Working with undergraduates years ago, Murray Baker was struck by how many of the students were force to juggle part time jobs with their course work. “They were terribly concerned about the level of debt they would have at graduation,” he says. Financial advice books addressed baby boomers, investments, and RRSPs, but “there was nothing specifically for students.” The result is Mr. Baker’s bestselling The Debt-Free Graduate, now in its 7th printing.
Mr. Baker’s number one recommendation for students and their families: it’s never too early to start a Registered Education Savings Plan. “There are even ‘airmiles-type’ plans that can be set up prior to the child’s birth,” he notes. And if your child is only five or six years away from finishing high school? “Better late than never,” he advises.
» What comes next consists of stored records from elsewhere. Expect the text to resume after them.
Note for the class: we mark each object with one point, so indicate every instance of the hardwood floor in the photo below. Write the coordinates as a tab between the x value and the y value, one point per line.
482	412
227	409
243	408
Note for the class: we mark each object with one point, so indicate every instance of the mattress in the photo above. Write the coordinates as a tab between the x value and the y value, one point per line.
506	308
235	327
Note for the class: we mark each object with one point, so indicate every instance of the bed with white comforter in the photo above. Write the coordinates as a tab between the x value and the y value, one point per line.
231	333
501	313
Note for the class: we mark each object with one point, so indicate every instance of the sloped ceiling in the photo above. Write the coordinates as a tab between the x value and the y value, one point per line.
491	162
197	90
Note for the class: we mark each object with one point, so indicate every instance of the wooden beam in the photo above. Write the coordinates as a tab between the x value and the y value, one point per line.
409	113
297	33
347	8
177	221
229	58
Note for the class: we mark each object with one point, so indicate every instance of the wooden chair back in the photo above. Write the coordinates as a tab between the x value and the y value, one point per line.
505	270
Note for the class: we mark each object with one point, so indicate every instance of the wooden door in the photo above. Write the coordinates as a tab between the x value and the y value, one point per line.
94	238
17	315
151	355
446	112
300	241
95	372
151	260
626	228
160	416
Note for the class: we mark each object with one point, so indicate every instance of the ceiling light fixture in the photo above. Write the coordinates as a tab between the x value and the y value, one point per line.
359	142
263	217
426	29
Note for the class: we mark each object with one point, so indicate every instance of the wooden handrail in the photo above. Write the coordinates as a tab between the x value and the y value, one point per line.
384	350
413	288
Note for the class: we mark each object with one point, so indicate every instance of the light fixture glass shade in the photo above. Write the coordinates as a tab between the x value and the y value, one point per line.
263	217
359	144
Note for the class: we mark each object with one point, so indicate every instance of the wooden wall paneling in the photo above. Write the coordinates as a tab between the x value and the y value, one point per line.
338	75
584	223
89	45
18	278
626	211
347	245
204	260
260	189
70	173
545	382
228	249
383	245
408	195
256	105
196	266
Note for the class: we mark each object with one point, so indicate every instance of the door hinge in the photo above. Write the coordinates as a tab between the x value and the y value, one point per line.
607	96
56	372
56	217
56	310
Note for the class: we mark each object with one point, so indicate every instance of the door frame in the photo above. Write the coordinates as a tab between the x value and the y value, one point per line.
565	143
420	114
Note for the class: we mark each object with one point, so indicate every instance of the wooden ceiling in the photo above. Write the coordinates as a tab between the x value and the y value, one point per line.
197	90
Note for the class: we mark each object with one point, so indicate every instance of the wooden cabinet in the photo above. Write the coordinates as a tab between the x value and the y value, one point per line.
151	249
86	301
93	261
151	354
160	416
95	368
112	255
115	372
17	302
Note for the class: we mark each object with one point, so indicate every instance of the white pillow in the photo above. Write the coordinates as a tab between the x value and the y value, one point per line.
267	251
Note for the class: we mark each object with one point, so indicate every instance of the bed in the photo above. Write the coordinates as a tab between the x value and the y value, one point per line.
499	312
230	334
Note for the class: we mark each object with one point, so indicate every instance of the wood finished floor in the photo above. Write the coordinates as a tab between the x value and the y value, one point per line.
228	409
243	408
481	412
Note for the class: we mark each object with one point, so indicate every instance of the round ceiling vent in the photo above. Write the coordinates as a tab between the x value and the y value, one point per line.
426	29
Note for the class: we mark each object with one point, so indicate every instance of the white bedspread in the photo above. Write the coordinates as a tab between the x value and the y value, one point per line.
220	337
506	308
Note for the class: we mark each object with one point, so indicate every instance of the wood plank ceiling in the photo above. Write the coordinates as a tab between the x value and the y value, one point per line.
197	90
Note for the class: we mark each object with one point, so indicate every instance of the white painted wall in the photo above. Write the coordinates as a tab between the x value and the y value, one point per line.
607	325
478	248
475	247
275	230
The RESP allows the earnings on deposits to accumulate on a tax-deferred basis. As the student withdraws funds from the plan, the earnings are considered the student’s income “and taxed at a much lower rate, because students generally aren’t earning all that much,” Mr. Baker says. The federal government kicks in an additional 20 per cent of the first $2,500 in annual RESP contributions in the form of the Canada Education Savings Grant (CESG); for lower income families, this benefit jumps to 40 per cent for the first $500.
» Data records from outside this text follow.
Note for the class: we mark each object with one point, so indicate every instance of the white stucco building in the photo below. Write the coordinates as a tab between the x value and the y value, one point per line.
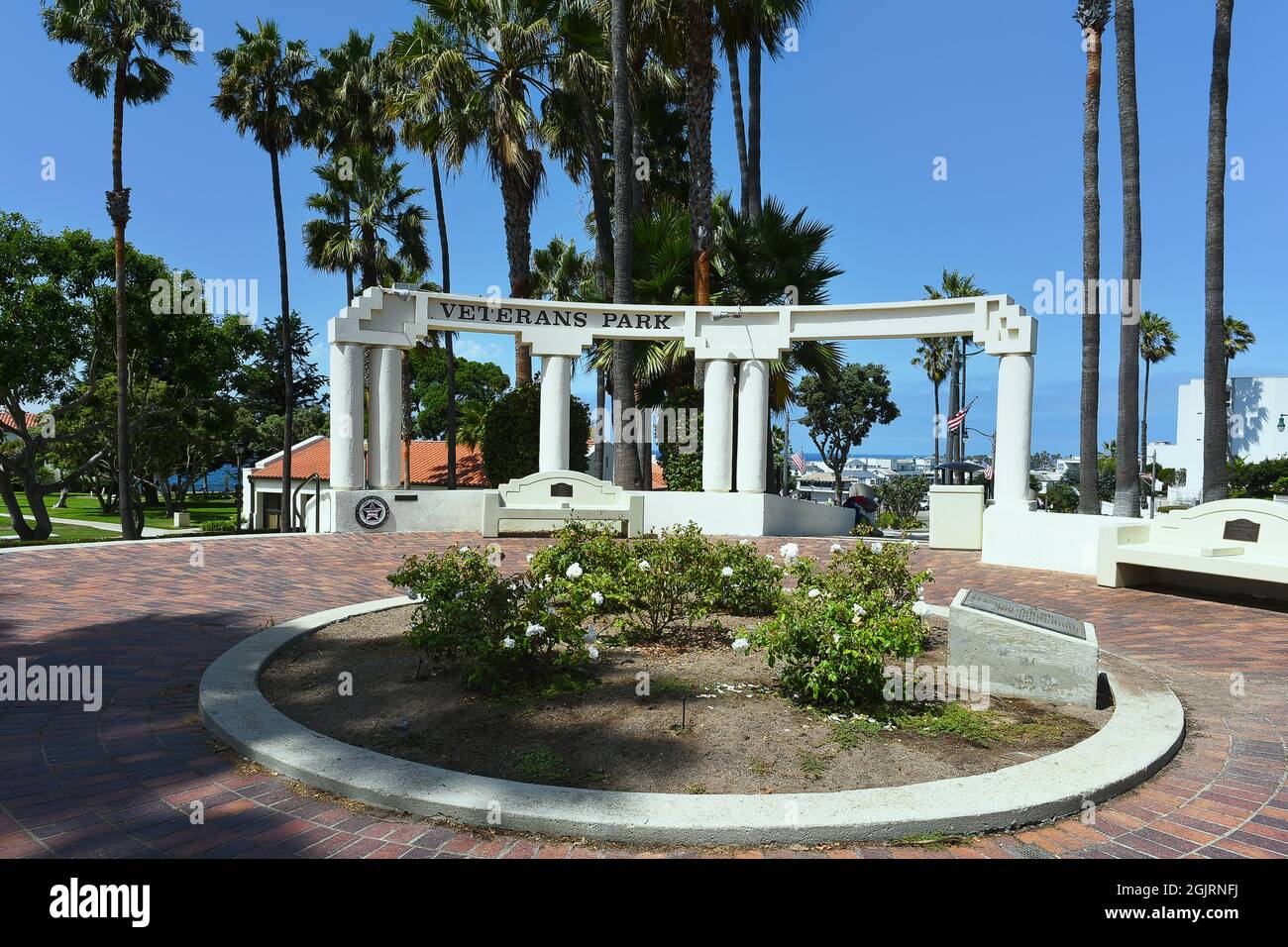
1258	428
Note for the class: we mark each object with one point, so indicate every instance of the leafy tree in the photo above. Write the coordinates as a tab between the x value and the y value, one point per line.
123	43
840	410
511	431
265	88
477	384
1157	343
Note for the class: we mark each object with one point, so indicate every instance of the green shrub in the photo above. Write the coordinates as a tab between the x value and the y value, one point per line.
501	631
226	525
669	581
746	581
835	633
902	497
1061	497
510	434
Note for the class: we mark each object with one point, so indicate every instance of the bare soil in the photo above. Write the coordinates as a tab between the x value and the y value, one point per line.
738	732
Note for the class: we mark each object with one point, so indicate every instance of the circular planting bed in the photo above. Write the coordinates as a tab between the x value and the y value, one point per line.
688	716
1145	729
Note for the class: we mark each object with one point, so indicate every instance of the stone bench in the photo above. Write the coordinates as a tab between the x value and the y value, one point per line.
1225	547
545	501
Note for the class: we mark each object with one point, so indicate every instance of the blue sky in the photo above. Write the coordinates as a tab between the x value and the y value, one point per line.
853	124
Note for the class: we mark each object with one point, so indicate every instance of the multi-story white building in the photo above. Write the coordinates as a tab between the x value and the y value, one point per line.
1258	428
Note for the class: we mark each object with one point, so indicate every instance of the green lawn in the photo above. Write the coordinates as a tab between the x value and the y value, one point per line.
85	506
62	534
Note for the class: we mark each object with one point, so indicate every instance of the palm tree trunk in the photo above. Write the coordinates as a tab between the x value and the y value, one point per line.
287	368
119	209
754	200
626	462
1127	487
599	197
1144	421
447	337
739	128
518	196
1089	479
1216	476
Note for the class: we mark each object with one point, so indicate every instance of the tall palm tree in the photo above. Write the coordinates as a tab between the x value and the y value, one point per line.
265	89
1236	339
420	102
756	26
935	356
956	285
626	460
1127	486
349	110
1216	431
1157	343
1093	16
489	89
123	43
385	235
699	76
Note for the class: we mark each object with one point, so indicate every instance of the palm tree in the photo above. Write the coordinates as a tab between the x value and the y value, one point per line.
488	89
935	356
956	285
1157	343
1237	338
1127	486
385	235
1216	431
349	110
265	88
1091	16
121	43
626	459
699	90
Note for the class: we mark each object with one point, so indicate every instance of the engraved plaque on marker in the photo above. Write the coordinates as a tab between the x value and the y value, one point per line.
1029	615
1241	530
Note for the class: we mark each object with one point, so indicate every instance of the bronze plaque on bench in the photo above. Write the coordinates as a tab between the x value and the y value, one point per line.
1241	530
1029	615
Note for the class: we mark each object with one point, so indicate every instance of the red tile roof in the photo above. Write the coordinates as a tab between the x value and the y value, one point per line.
31	420
428	464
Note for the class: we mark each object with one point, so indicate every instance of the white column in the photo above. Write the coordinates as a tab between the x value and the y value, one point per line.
347	415
717	427
555	401
1014	432
752	425
384	438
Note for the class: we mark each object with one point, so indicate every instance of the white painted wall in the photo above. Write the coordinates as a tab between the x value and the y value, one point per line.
1035	540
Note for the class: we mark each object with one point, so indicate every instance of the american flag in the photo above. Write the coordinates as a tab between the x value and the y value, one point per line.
960	418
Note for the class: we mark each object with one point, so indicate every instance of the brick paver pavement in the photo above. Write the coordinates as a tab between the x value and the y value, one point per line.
119	783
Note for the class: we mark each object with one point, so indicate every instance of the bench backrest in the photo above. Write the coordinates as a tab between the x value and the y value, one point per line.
563	489
1257	525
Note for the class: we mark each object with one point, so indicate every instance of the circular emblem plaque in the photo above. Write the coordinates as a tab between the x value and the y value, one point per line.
372	512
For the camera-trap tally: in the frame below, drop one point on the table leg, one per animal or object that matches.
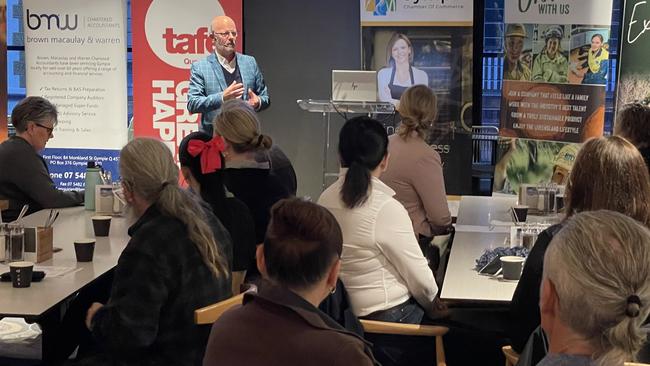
(50, 322)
Recent enhancements to the RESP and associated programs include:
- raising the maximum amount Ottawa will pay into an RESP annually through the CESG from $400 to $500
- Eliminating the $4,000 annual contribution limit
- raising the lifetime limit to $50,000 from $42,000
- allowing students taking part-time studies to draw from their RESPs.
“The plan’s a lot more flexible now. For example, if your child ends up not using the RESP, you can contribute the principle and part of the interest to your RRSP,” Mr. Baker says. But plans vary: look carefully at their associated administrative fees and the risk level of the investments.